Perché il Lecce ha deciso di puntare su Ali Dembélé
L'esterno arrivato in prestito dal Torino ha le caratteristiche che fanno al caso dei giallorossi
Trattativa chiusa ed affare ufficializzato dalle parti: Ali Dembélé è un nuovo giocatore del Lecce. L'esterno arriva in prestito oneroso dal Torino, con il riscatto fissato a 2 milioni di euro.
Operazione perfetta
Operazione che fa felici tutti e che permette ai giallorossi di poter contare su un altro esterno difensivo a destra ed al Torino di sfoltire la rosa, garantendo più minutaggio ad un ragazzino cresciuto nella cantera granata e messosi in mostra anche in questo ritiro precampionato con Ignazio Abate in panchina.

Perchè Dembélé?
Ad un certo punto, la trattativa sembrava si fosse arenata ma il Lecce ha tenuto duro ed è riuscita a spuntarla. Sul ragazzo c'erano diversi club di Serie B, che avrebbero garantito maggiore spazio e più possibilità di scendere in campo, ma la convinzione con la quale i giallorossi lo hanno richiesto ha convinto Dembélé a scegliere la destinazione salentina, pur consapevole di avere davanti Danilo Veiga.
Stefano Trinchera, direttore sportivo del Torino, ha voluto a tutti i costi Ali Dembélé perchè questo ragazzo è un autentico jolly. Infatti, è stato preso come vice Veiga, ma all'occorrenza può svolgere il ruolo di esterno destro in attacco, terzino sinistro ed anche centrale difensivo.

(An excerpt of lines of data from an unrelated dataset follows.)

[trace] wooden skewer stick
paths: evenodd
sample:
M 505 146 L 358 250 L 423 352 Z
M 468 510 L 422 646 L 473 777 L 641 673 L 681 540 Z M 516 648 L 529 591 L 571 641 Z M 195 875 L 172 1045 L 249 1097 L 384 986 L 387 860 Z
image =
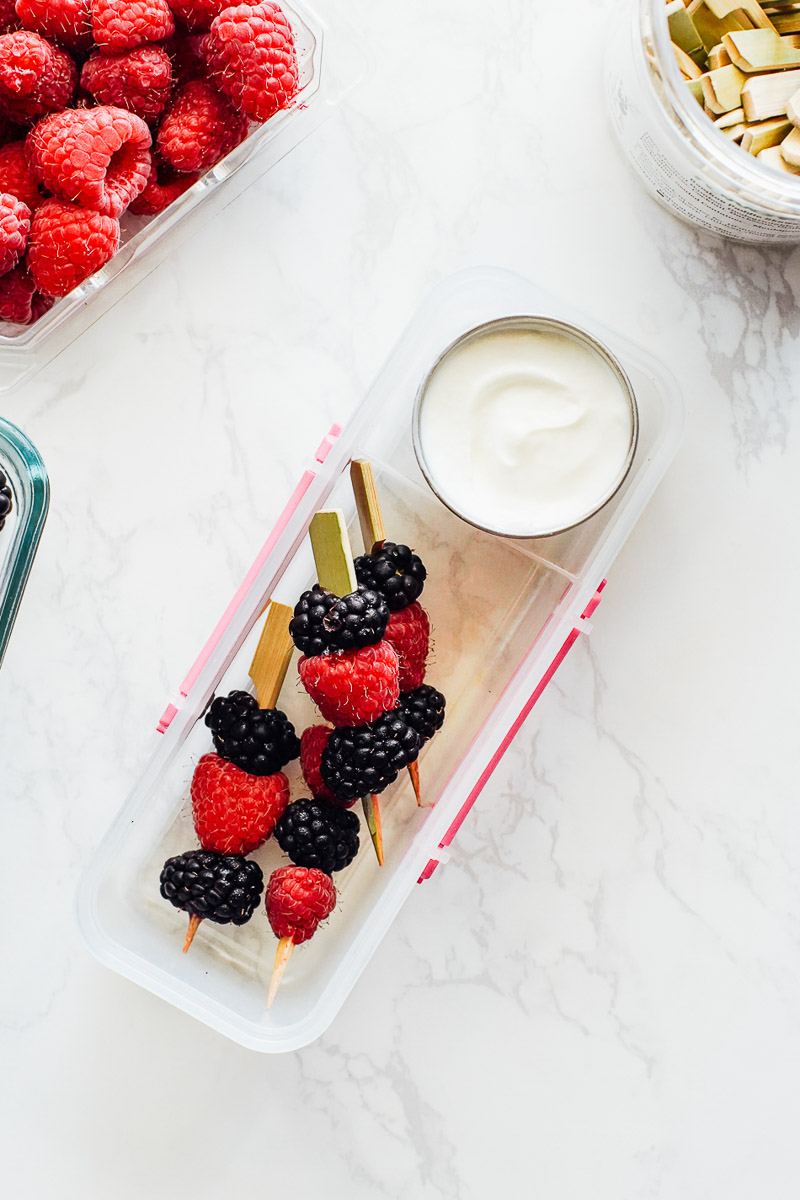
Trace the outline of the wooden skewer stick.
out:
M 779 37 L 769 29 L 750 29 L 726 33 L 722 44 L 730 61 L 746 75 L 800 66 L 800 38 L 796 33 Z
M 250 678 L 255 684 L 259 708 L 275 708 L 278 703 L 292 657 L 291 619 L 292 610 L 273 600 L 250 664 Z
M 189 928 L 186 930 L 186 941 L 183 943 L 184 954 L 188 954 L 189 947 L 194 941 L 194 935 L 200 928 L 200 922 L 202 919 L 202 917 L 198 917 L 197 913 L 192 913 L 192 915 L 189 917 Z
M 742 136 L 742 149 L 748 154 L 760 154 L 768 146 L 777 146 L 793 128 L 784 117 L 773 117 L 770 121 L 757 121 L 748 125 Z
M 694 66 L 693 63 L 692 65 Z M 386 530 L 383 527 L 381 502 L 378 499 L 372 463 L 365 458 L 354 458 L 350 464 L 350 482 L 356 498 L 356 510 L 361 525 L 361 534 L 364 538 L 364 549 L 367 554 L 374 554 L 386 541 Z
M 769 75 L 745 78 L 741 103 L 748 121 L 783 116 L 787 104 L 800 88 L 800 71 L 773 71 Z
M 364 820 L 367 822 L 369 836 L 375 847 L 378 866 L 383 866 L 383 830 L 381 828 L 381 806 L 377 796 L 364 796 L 361 801 L 364 810 Z
M 419 790 L 419 762 L 417 759 L 414 759 L 413 763 L 409 766 L 408 773 L 411 776 L 414 795 L 417 797 L 417 805 L 419 808 L 422 808 L 422 792 Z
M 289 959 L 292 957 L 293 950 L 294 942 L 290 937 L 281 938 L 278 942 L 278 949 L 275 951 L 275 965 L 272 968 L 272 978 L 269 981 L 267 1008 L 272 1008 L 272 1001 L 275 999 L 278 988 L 281 986 L 281 980 L 289 965 Z
M 353 551 L 350 549 L 350 535 L 341 509 L 318 512 L 311 522 L 309 534 L 320 586 L 337 596 L 347 596 L 354 592 L 358 585 L 353 567 Z M 383 866 L 383 837 L 378 798 L 365 797 L 362 804 L 375 855 Z

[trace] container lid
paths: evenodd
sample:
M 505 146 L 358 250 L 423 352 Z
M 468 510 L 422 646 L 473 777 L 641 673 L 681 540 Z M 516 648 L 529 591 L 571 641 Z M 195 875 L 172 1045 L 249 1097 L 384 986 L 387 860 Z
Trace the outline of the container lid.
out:
M 39 451 L 0 417 L 0 471 L 13 505 L 0 529 L 0 664 L 28 582 L 50 505 L 50 484 Z

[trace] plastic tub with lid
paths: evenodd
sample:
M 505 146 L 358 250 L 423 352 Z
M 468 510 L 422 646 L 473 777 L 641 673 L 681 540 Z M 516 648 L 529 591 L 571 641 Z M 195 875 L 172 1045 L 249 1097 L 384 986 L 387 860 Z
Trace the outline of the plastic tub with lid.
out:
M 604 343 L 630 379 L 639 410 L 636 454 L 614 498 L 582 525 L 538 540 L 501 537 L 462 521 L 426 484 L 412 444 L 415 397 L 444 348 L 468 330 L 520 314 L 567 322 Z M 438 287 L 344 429 L 335 425 L 312 453 L 178 693 L 166 708 L 162 699 L 152 757 L 80 888 L 79 922 L 97 957 L 255 1050 L 294 1050 L 318 1037 L 409 893 L 446 860 L 457 829 L 570 646 L 588 634 L 607 572 L 677 449 L 682 421 L 681 398 L 660 363 L 529 281 L 480 269 Z M 362 827 L 364 850 L 336 876 L 336 910 L 295 952 L 267 1011 L 276 943 L 263 904 L 241 928 L 203 922 L 184 955 L 186 917 L 159 895 L 159 873 L 166 858 L 197 845 L 188 793 L 194 765 L 211 748 L 203 722 L 211 697 L 250 686 L 268 600 L 294 605 L 315 579 L 306 536 L 313 515 L 341 507 L 360 552 L 353 458 L 373 464 L 387 537 L 414 546 L 427 565 L 422 602 L 435 639 L 428 681 L 447 696 L 448 714 L 420 758 L 430 807 L 417 807 L 408 780 L 384 793 L 386 865 L 378 866 Z M 294 662 L 278 707 L 298 730 L 319 721 Z M 292 795 L 307 794 L 298 765 L 287 774 Z M 254 857 L 265 877 L 287 862 L 274 839 Z

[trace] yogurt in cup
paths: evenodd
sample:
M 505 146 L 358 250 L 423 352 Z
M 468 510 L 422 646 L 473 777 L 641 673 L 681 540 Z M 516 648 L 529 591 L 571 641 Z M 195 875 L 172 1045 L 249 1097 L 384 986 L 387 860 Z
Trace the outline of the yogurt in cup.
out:
M 548 317 L 470 330 L 437 359 L 414 406 L 414 450 L 431 489 L 503 537 L 549 537 L 593 516 L 628 474 L 638 430 L 617 360 Z

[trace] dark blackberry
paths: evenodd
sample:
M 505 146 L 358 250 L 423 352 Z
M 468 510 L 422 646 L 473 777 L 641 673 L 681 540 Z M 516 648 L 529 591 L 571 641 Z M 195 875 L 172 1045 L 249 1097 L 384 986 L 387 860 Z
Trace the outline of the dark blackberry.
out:
M 300 756 L 300 739 L 279 708 L 259 708 L 249 692 L 218 696 L 206 713 L 214 749 L 249 775 L 274 775 Z
M 5 525 L 6 517 L 13 507 L 14 497 L 11 494 L 11 485 L 5 471 L 0 471 L 0 529 Z
M 384 542 L 381 550 L 355 561 L 356 579 L 386 597 L 390 612 L 408 608 L 422 595 L 428 572 L 408 546 Z
M 349 867 L 358 854 L 355 813 L 327 800 L 295 800 L 275 826 L 275 839 L 298 867 L 318 867 L 326 875 Z
M 371 725 L 334 729 L 322 752 L 323 781 L 341 800 L 377 795 L 415 761 L 421 744 L 397 708 Z
M 437 730 L 444 725 L 444 710 L 447 701 L 436 688 L 414 688 L 400 697 L 399 707 L 412 729 L 416 729 L 424 742 L 429 742 Z
M 161 871 L 161 895 L 175 908 L 217 925 L 244 925 L 264 890 L 258 863 L 241 854 L 189 850 L 168 858 Z
M 347 596 L 335 596 L 315 583 L 298 600 L 289 633 L 302 654 L 315 658 L 326 651 L 375 646 L 388 623 L 386 601 L 373 588 L 359 585 Z

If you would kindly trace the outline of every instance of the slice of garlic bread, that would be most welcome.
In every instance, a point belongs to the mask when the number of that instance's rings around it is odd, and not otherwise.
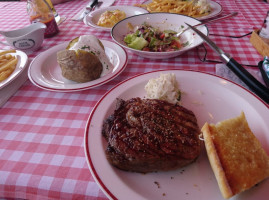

Insomma, duttilità e spirito di adattamento al servizio del Lecce che, negli anni, ha sempre puntato su giocatori con queste caratteristiche, capaci di svolgere più ruoli con la stessa efficienza. Nel calcio moderno è fondamentale che un giocatore sappia muoversi in più zone di campo, per evitare che la sua staticità costringa il tecnico a schierarlo solo e soltanto in quel ruolo.
Un piccolo bagaglio di esperienza
Dembélé arriva nel Salento dopo 6 mesi vissuti a Mantova, nei quali ha disputato 14 partite con il club virgiliano ed assaporato ancora meglio le difficoltà del calcio dei “grandi”. Lecce rappresenta una grande occasione di crescita per la sua carriera, con mister Di Francesco che sa come lavorare e valorizzare i giovani.
Adesso non gli resta che aspettare la giusta opportunità per mettersi in mostra e dimostrare il suo valore in campo.